The relevant amendments to the Trust Agreement are set forth in Section 2.4(a) and
2.4(b) of the Second Amendment.
Transfer of the Total Basket Amount to the Vault Balance. This amendment provides that upon the
Custodians receipt of the Total Basket Amount, if the Total Basket Amount is received into the Settlement Balance, the Sponsor or its delegate shall direct the Custodian to transfer the Total Basket Amount to the Vault Balance.
The relevant amendments to the Trust Agreement are set forth in Section 3.3(a)(vi) of the Second Amendment.
Vault Balance. This amendment modifies the definition of Vault Balance to mean one or more segregated custody accounts of the Trust
maintained by the Custodian to store private keys, which allow for the transfer of ownership or control of the Trusts Ether on the Trusts behalf.
The relevant amendments to the Trust Agreement are set forth in the definition of Vault Balance in Section 1.1 of the Second
Amendment.
Consent to the resale of Shares of the Trust. This amendment allows the Sponsor to provide any written consent with
respect to the resale of the Shares in any document issued or delivered in connection with the sale or transfer of Shares, including any filings with the Securities and Exchange Commission (SEC).
The relevant amendments to the Trust Agreement are set forth in Section 4.2 of the Second Amendment.
Preparation of offering documents. This amendment provides that instead of supervising the preparation of the Memorandum (as defined in
the Trust Agreement) and any supplements and amendments thereto, the Sponsor will supervise the preparation of any confidential private placement memoranda, prospectuses, registration statements and supplements and amendments thereto and any filings
of the Trust with the SEC.
The relevant amendments to the Trust Agreement are set forth in Section 6.2(d) of the Second Amendment.

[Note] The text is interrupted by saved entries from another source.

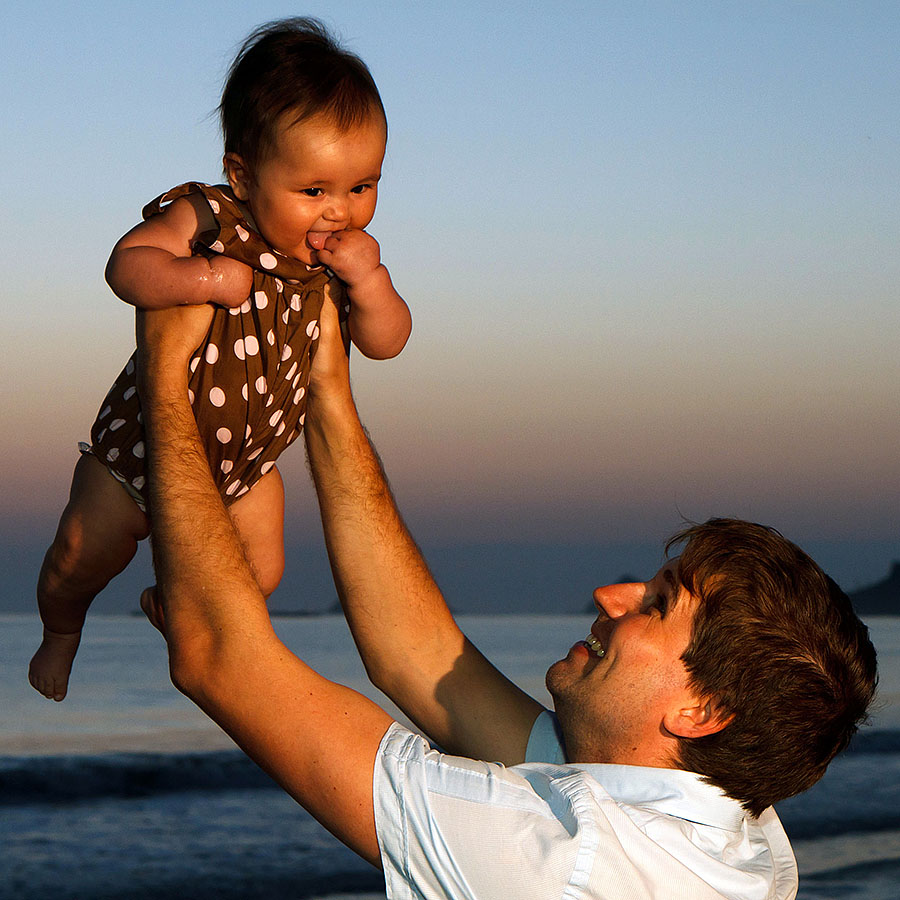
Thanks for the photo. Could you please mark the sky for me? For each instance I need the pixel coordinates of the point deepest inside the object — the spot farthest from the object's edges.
(650, 250)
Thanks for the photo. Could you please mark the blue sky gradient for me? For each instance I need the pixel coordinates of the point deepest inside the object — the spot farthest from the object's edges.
(650, 249)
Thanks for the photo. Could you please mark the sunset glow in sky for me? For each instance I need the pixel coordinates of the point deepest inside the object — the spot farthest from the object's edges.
(652, 252)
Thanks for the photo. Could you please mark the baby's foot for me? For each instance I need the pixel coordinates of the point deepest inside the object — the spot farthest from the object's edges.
(50, 666)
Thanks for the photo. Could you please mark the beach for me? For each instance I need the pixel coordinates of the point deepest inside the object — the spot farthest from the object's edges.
(125, 790)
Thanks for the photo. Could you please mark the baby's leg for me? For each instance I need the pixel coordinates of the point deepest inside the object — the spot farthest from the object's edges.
(97, 537)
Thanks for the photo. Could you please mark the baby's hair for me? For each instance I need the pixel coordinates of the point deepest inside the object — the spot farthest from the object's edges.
(292, 66)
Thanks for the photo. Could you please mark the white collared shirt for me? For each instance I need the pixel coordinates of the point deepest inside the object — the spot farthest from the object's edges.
(450, 827)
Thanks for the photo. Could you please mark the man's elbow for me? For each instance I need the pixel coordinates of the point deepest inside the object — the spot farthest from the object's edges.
(192, 670)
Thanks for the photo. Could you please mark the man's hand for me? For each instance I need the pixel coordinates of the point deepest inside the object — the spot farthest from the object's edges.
(353, 255)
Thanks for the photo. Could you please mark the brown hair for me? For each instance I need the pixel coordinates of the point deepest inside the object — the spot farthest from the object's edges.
(292, 66)
(777, 646)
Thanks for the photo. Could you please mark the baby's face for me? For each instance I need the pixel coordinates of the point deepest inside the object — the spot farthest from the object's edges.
(318, 179)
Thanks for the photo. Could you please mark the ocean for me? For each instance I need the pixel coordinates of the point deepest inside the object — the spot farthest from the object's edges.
(125, 790)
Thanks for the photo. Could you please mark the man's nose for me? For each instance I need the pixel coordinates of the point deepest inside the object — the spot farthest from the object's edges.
(618, 599)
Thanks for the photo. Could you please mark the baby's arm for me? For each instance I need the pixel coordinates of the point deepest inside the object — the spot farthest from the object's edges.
(151, 266)
(379, 319)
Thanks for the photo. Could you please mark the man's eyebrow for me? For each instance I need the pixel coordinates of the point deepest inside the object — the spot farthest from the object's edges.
(671, 582)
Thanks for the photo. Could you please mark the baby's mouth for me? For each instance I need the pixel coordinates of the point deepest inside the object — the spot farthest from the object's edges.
(316, 239)
(595, 646)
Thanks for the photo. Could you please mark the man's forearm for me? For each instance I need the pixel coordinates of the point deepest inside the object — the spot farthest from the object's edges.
(197, 555)
(409, 642)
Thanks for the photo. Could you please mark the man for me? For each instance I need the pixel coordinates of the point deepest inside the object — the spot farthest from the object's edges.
(739, 660)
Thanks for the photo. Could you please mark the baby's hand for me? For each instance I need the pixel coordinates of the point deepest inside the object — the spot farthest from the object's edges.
(230, 281)
(352, 255)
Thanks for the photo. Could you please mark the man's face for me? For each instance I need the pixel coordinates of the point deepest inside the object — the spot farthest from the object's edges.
(614, 691)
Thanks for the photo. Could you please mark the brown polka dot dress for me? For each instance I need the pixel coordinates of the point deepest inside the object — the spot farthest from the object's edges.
(249, 377)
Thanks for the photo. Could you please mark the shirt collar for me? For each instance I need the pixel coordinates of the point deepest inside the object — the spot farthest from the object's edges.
(672, 792)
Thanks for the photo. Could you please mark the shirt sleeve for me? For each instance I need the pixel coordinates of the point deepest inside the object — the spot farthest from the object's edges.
(454, 827)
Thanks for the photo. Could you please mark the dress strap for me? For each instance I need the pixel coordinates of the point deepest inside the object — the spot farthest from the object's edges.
(234, 237)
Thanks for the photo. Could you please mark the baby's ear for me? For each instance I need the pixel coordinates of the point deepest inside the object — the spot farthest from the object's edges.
(238, 175)
(697, 719)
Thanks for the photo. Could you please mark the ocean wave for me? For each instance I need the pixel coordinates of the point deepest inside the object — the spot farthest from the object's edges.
(61, 779)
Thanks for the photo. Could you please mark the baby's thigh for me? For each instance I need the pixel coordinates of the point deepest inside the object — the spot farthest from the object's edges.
(100, 526)
(259, 519)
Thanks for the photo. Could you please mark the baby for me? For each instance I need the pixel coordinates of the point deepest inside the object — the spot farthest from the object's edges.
(305, 135)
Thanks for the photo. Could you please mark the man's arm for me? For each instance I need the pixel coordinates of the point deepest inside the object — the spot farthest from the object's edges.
(317, 739)
(411, 646)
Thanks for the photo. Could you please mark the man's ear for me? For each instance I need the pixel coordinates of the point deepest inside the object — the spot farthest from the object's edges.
(238, 174)
(697, 719)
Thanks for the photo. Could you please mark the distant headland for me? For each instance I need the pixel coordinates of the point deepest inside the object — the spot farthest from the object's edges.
(881, 598)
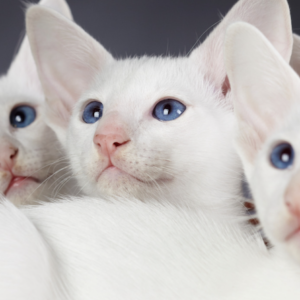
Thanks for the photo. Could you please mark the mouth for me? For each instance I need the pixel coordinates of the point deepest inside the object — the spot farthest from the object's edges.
(113, 172)
(18, 182)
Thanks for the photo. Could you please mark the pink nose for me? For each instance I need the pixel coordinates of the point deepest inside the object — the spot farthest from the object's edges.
(109, 139)
(7, 155)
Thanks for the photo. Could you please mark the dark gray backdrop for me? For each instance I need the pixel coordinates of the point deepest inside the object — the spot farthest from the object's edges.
(131, 27)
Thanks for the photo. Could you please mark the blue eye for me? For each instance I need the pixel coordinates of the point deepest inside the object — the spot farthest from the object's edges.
(282, 156)
(168, 110)
(22, 116)
(92, 112)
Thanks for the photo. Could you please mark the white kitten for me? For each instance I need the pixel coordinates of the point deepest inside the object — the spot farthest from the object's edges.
(148, 126)
(266, 96)
(87, 249)
(29, 150)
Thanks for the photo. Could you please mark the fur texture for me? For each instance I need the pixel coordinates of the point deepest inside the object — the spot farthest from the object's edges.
(32, 155)
(266, 97)
(182, 161)
(133, 250)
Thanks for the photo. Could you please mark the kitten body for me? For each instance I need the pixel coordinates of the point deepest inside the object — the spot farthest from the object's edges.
(129, 152)
(88, 248)
(30, 155)
(266, 96)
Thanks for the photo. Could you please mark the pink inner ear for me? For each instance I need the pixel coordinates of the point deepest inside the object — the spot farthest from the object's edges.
(226, 86)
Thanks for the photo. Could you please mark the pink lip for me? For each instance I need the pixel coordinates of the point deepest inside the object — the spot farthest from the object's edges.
(111, 166)
(18, 182)
(291, 235)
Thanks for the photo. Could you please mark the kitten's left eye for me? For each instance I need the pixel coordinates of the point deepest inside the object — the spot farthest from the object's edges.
(168, 110)
(22, 116)
(282, 156)
(92, 112)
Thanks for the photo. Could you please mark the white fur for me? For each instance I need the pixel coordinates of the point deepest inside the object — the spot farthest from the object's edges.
(133, 250)
(266, 97)
(39, 153)
(189, 160)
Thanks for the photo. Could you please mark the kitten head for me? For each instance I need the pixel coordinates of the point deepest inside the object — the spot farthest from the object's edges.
(146, 126)
(266, 93)
(28, 147)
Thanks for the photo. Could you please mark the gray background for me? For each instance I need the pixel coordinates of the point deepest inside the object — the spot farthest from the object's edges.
(131, 27)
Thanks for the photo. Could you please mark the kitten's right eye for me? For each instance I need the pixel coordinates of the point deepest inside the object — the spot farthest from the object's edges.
(22, 116)
(168, 110)
(92, 112)
(282, 156)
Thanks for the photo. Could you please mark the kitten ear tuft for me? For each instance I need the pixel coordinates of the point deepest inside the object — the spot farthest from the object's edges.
(271, 17)
(264, 87)
(295, 59)
(23, 68)
(67, 60)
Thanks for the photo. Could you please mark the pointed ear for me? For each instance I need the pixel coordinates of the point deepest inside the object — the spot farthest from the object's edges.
(271, 17)
(295, 59)
(67, 60)
(23, 67)
(264, 87)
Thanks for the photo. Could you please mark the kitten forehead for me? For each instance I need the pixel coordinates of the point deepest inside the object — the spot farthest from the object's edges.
(130, 79)
(12, 93)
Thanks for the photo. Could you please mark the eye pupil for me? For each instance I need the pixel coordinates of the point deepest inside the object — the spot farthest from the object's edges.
(96, 113)
(19, 118)
(282, 156)
(285, 157)
(22, 116)
(92, 112)
(168, 110)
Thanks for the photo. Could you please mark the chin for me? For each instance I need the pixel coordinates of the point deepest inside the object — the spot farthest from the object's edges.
(26, 194)
(114, 182)
(293, 247)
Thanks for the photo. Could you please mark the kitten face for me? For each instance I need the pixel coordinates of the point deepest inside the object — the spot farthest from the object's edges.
(128, 151)
(29, 151)
(266, 94)
(27, 154)
(277, 185)
(156, 155)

Authorization of Filings. This amendment authorizes the Trust, the Sponsor and the Trustee to (i) prepare and file
registration statements with the SEC and take such action as is necessary from time to time to qualify the Shares for offering and sale under the federal securities laws of the United States, (ii) prepare and file any current or periodic
reports that may be required under the Exchange Act, and (iii) execute, deliver and perform the agreements, acts, transactions and matters contemplated by the Second Amendment or described in, or contemplated by, any such registration
statements or such reports on behalf of the Trust without any further act, approval or vote of the Shareholders, notwithstanding any other provision of the Second Amendment, the Delaware Trust Statute or any applicable law, rule or regulation.
The relevant amendments to the Trust Agreement are set forth in Section 7.7 of the Second Amendment.
Calculation of NAV. This amendment provides that, in the event that the Sponsor determines that the methodology used to determine the
Index Price is not an appropriate basis for valuation of the Trusts Ether, the Sponsor shall use an alternative methodology as set forth in the Trusts filings with the SEC.
Under the current Trust Agreement, such an alternative methodology would be set forth in the Trusts Memorandum (as defined in the Trust
Agreement).
Additionally, this amendment makes certain clarifying amendments to the calculation of NAV to align such calculation with
the actual net assets of the Trust, by reflecting a reduction in the net assets of the Trust resulting from declared in-kind dividends where the Trust has an obligation to make a distribution to its shareholders.
The relevant amendments to the Trust Agreement are set forth in Section 8.4 of the Second Amendment.
Event of Withdrawal. This amendment updates the definition of an Event of Withdrawal to exclude the removal of the Sponsor, as
Shareholders do not have the ability to remove the Sponsor under the terms of the Trust Agreement.
The relevant amendments to the Trust
Agreement are set forth in Section 12.1(a)(iv) of the Second Amendment.
Notice to Shareholders. This amendment provides that
any notice to be given to the beneficial owners will be considered duly given if mailed or delivered to participants of The Depository Trust Company for delivery to such owners.